Il est agréable d’avoir sur sa table, pendant la saison
d’hiver, souvent longue, une grappe de raisin que l’on a produite, puis qu’on a
soignée, afin de lui conserver la plus grande partie de sa saveur. De plus,
cette conservation est d’un bon profit lorsque, à la même époque, il est
possible d’en assurer la vente.
Nous laisserons de côté la production industrielle des
« forcenés », ainsi que celle du raisin sec pratiquée depuis
l’antiquité dans les pays très ensoleillés. Nous nous bornerons à donner, ou plutôt
à rappeler, des procédés simples connus et pratiqués depuis longtemps.
Le plus commode pour la consommation familiale est celui du
raisin suspendu.
Il faut disposer d’un local sec, une mansarde fera
l’affaire ; il est nécessaire que ce local soit parfaitement clos, à
l’abri de la poussière, des insectes et des rongeurs.
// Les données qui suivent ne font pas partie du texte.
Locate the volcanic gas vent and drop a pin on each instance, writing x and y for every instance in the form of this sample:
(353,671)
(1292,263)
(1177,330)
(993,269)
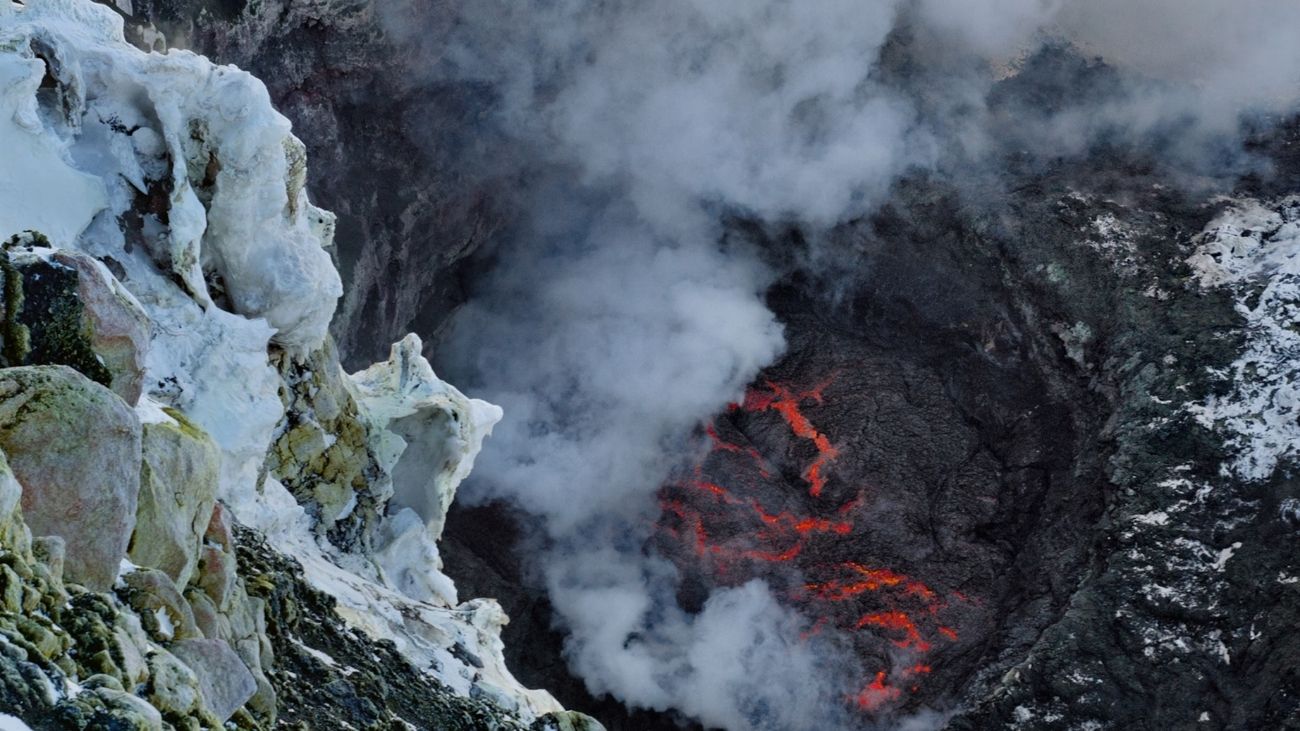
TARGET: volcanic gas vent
(887,483)
(736,518)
Tendre dans le local, à la hauteur des yeux, des fils de fer
parallèles distants de 50 à 60 centimètres et dirigés de préférence vers
la source lumineuse, fenêtre ou vasistas.
Choisir les plus belles grappes, éliminer les grains
défectueux et les placer, sans les toucher avec les doigts, à cheval sur les
fils de fer, en laissant un petit espace entre chaque grappe.
La visite du fruitier se fait chaque semaine. Nous
conseillons vivement à ceux qui veulent conserver du raisin d’envelopper la
grappe quinze à vingt jours avant la cueillette avec des sacs spéciaux.
Le commerce vend actuellement de semblables objets en
cellulose transparente qui feront parfaitement l’affaire.
Les grains de la grappe ainsi conservée se sont un peu
desséchés, ils sont ridés, légèrement poussiéreux, mais, malgré ces légers
défauts, nous savons par expérience que dégustés en février et quelquefois en
mars, alors que le fruit métropolitain est rare, ils communiquent au palais une
saveur et une fraîcheur qui ne sont pas à dédaigner.
Un autre procédé un peu plus compliqué, qui n’est autre que
celui de Thomery, est en principe réservé à la vente ; par conséquent il
ne faut entreposer que du raisin de table noir ou blanc.
Le local sera situé au rez-de-chaussée ou au sous-sol, à la
condition que ce dernier soit sec et aéré.
Le sol sera cimenté ou parfaitement carrelé, les murs et les
plafonds, aussi unis que possible, seront passés à la chaux, les ouvertures
fermeront hermétiquement et seront orientées plein nord.
Sur le mur faisant face au nord et qui devra avoir la plus
grande surface, fixer solidement un quadrillage de liteaux, distants de 40
centimètres environ en tous sens.
Ceux-ci supporteront un dispositif construit et posé de
telle façon qu’on puisse y fixer un petit bocal cylindrique de forme allongée à
large ouverture de 150 centimètres cubes environ, sans qu’il puisse
basculer et incliné à 45 degrés.
Distances entre les bocaux : 20 centimètres
environ.
La rangée inférieure des bocaux devra être à 0m,50
du sol et la rangée supérieure à 2 mètres, si la hauteur du plafond le
permet.
Chaque bocal est destiné à recevoir une partie du sarment
sur lequel est attachée la grappe ; à cet effet on coupera, pour chaque
raisin à conserver, un morceau de sarment dans la partie basse, assez long pour
qu’il puisse entrer presque entièrement dans le bocal, l’autre bout du sarment,
situé vers la partie haute, sera coupé à 3 ou 4 centimètres.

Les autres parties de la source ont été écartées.